Immunohistochemical Staining.
Paraffin sections were immunohistochemically stained using a goat antimouse CD31 antibody (1506; Santa Cruz Biotechnology), diluted 1:500 and incubated at +4°C over night, and a rat antimouse Ki67 antibody (TEC-3/M7249; Dako) diluted 1:50 and incubated for 30 min at room temperature. Detection of apoptotic cells by the terminal deoxynucleotidyl transferase-mediated nick end labeling (TUNEL) technique was performed using ApopTag (Intergen Company). Stereological quantification of vascular parameters was performed as described earlier (31, 32). The relative number of apoptotic cells in the tumors was calculated by counting all TUNEL-positive cells in two sections from the middle of three different tumors from each treatment group.

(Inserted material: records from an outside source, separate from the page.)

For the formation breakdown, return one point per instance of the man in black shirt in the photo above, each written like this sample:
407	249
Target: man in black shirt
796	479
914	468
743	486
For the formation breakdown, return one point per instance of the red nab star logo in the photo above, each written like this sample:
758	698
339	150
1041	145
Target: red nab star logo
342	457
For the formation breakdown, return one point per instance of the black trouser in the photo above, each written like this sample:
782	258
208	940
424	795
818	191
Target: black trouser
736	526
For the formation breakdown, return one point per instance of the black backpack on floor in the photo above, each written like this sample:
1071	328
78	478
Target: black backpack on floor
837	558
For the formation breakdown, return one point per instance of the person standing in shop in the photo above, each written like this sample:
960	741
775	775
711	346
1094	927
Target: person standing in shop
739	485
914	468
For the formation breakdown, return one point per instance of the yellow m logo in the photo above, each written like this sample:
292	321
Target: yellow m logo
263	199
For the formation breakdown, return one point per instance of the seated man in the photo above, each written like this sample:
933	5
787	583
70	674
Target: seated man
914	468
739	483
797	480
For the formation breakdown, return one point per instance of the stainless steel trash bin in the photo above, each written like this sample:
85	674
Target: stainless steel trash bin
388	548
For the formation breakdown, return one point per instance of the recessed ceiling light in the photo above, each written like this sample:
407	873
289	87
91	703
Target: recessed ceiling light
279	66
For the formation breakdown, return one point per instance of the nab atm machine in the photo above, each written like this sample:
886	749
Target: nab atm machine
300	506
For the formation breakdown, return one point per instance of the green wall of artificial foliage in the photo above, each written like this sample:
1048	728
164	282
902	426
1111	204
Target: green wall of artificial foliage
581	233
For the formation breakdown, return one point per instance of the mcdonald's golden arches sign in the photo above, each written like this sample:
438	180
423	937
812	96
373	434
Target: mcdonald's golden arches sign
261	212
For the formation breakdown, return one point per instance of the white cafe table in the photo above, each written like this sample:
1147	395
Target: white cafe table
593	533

The number of TUNEL-positive cells was set in relation to the mass of each tumor. The proportion of Ki67-positive cells was calculated from counting ∼3000 cells/tumor section in three tumors from each treatment group. Significance at the level of P < 0.05 was calculated using Student’s t test.
Immunofluorescence.
BCE cells were seeded onto gelatin-coated Culture slides (Falcon), starved overnight (DMEM/1% newborn calf serum), and treated with HRGP (100 ng/ml), FGF-2 (10 ng/ml) and VEGF (10 ng/ml) for 10 min as indicated. The slides were put on ice, washed in ice-cold TBS [20 mm Tris-HCl (pH 7.5) and 150 mm NaCl] and fixed in Zn-fix [0.05% Ca-Ac, 0.5% Zn-Ac, 0.5% ZnCl in TBS (pH 6.6), and 0.2% Triton X-100] for 15 min at room temperature. Paxillin was detected using anti-paxillin antibody (0.25 μg/ml, no. 13520; Transduction Laboratories) and a secondary Alexa 488-conjugated secondary antibody (no. A-11017; Molecular Probes). Nuclei were stained with Hoechst 33342 (1 μg/ml; Molecular Probes). The preparations were examined and microphotographed using a Nikon Eclipse E1000 microscope.
Adhesion Analysis.
BCE cells were detached using nonenzymatic Cell Dissociation solution (Sigma), washed, and resuspended in DMEM/0.1% BSA and FGF-2 (2 ng/ml). The cells were seeded into wells precoated with BSA, collagen I, collagen IV, laminin-1, or vitronectin, respectively (CytoMatrix ECM 205 kit; Chemicon). The cells were incubated for 45 (collagen I, collagen IV, and vitronectin) or 60 min (laminin-1), washed three times in PBS, and stained with Hoechst 33342 (1 μg/ml; Molecular Probes). The cells were microphotographed using the ×2 objective, and the number of attached cells was counted using the Easy Image Analysis software (Tekno Optik). Statistical analysis was performed by ANOVA and Tukey’s honestly significant difference test. The SD was based on the pooled variance.
Chemotaxis Assay.
The migration assay was performed using a modified Boyden chamber as described earlier (33), using micropore nitrocellulose filters (8-μm pore) coated with type-1 collagen solution (BCE) at 100 μg/ml (Vitrogen 100; Collagen Corp.) or fibronectin solution (PAE/FGFR-1, NIH 3T3) at 50 μg/ml (BD Biosciences). Cells were preincubated or not with HRGP (100 ng/ml) for 30 min, trypsinized, and resuspended at 5.0 × 105 cells/ml. The cell suspension was added in the upper chamber and FGF-2 (5 ng/ml), VEGF-A (5 ng/ml), HRGP (100 ng/ml), the protein C inhibitor (100 ng/ml), and FCS (1%) in the lower chamber. After 4 h at 37°C, cells that had migrated through the filter were stained with Giemsa and counted using the Easy Image Analysis software. All samples were analyzed in at least 6 wells for each treatment and at several separate occasions. Significance at the levels of P < 0.05/0.01 was calculated using Student’s t test.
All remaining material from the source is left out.